During auto-mode sessions, tool results accumulate in the conversation history and consume context window space. Observation masking replaces tool result content older than N user turns with a lightweight placeholder before each LLM call. This reduces token usage with zero LLM overhead — no summarization calls, no latency.

Masking is enabled by default during auto-mode. Configure via preferences:

context_management:
observation_masking: true # default: true (set false to disable)
observation_mask_turns: 8 # keep results from last 8 user turns (range: 1-50)
tool_result_max_chars: 800 # truncate individual tool results beyond this length
  1. Before each provider request, the before_provider_request hook inspects the messages array
  2. Tool results (toolResult, bashExecution) older than the configured turn threshold are replaced with [result masked — within summarized history]
  3. Recent tool results (within the keep window) are preserved in full
  4. All assistant and user messages are always preserved — only tool result content is masked

This pairs with the existing compaction system: masking reduces context pressure between compactions, and compaction handles the full context reset when the window fills.

Individual tool results that exceed tool_result_max_chars (default: 800) are truncated with a …[truncated] marker. This prevents a single large tool output from dominating the context window.

Introduced in v2.59.0

When auto-mode transitions between phases (research → planning → execution), structured JSON anchors are written to .gsd/milestones/<mid>/anchors/<phase>.json. Downstream prompt builders inject these anchors so the next phase inherits intent, decisions, blockers, and next steps without re-inferring from artifact files.

This reduces context drift — the 65% of enterprise agent failures caused by agents losing track of prior decisions across phase boundaries.

Anchors are written automatically after successful completion of research-milestone, research-slice, plan-milestone, and plan-slice units. No configuration needed.

Introduced in v2.29.0

GSD can apply deterministic prompt compression before falling back to section-boundary truncation. This preserves more information when context exceeds the budget.

Set via preferences:

---
version: 1
compression_strategy: compress
---

Two strategies are available:

StrategyBehaviorDefault For
truncateDrop entire sections at boundaries (pre-v2.29 behavior)quality profile
compressApply heuristic text compression first, then truncate if still over budgetbudget and balanced profiles

Compression removes redundant whitespace, abbreviates verbose phrases, deduplicates repeated content, and removes low-information boilerplate — all deterministically with no LLM calls.
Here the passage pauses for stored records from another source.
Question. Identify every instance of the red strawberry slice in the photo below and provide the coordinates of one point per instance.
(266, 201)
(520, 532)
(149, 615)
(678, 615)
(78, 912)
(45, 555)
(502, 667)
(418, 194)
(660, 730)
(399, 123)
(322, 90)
Controls how files are inlined into prompts:

---
version: 1
context_selection: smart
---
ModeBehaviorDefault For
fullInline entire filesbalanced and quality profiles
smartUse TF-IDF semantic chunking for large files (>3KB), including only relevant portionsbudget profile

At budget and balanced inline levels, decisions and requirements are formatted in a compact notation that saves 30-50% tokens compared to full markdown tables.
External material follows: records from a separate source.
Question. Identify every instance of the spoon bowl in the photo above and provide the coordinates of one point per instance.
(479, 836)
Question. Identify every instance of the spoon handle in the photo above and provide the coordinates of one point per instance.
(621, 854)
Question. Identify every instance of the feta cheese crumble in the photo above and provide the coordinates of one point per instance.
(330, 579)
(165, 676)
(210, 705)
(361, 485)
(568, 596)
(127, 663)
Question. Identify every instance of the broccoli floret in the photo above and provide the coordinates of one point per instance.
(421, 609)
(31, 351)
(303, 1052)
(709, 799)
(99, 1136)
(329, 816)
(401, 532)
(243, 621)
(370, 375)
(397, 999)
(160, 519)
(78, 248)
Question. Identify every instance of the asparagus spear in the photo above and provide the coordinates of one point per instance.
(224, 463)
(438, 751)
When a slice has 3+ dependency summaries and the total exceeds the summary budget, GSD extracts essential structured data (provides, requires, key_files, key_decisions) and drops verbose prose sections before falling back to section-boundary truncation.

The metrics ledger now tracks cacheHitRate per unit (percentage of input tokens served from cache) and provides aggregateCacheHitRate() for session-wide cache performance.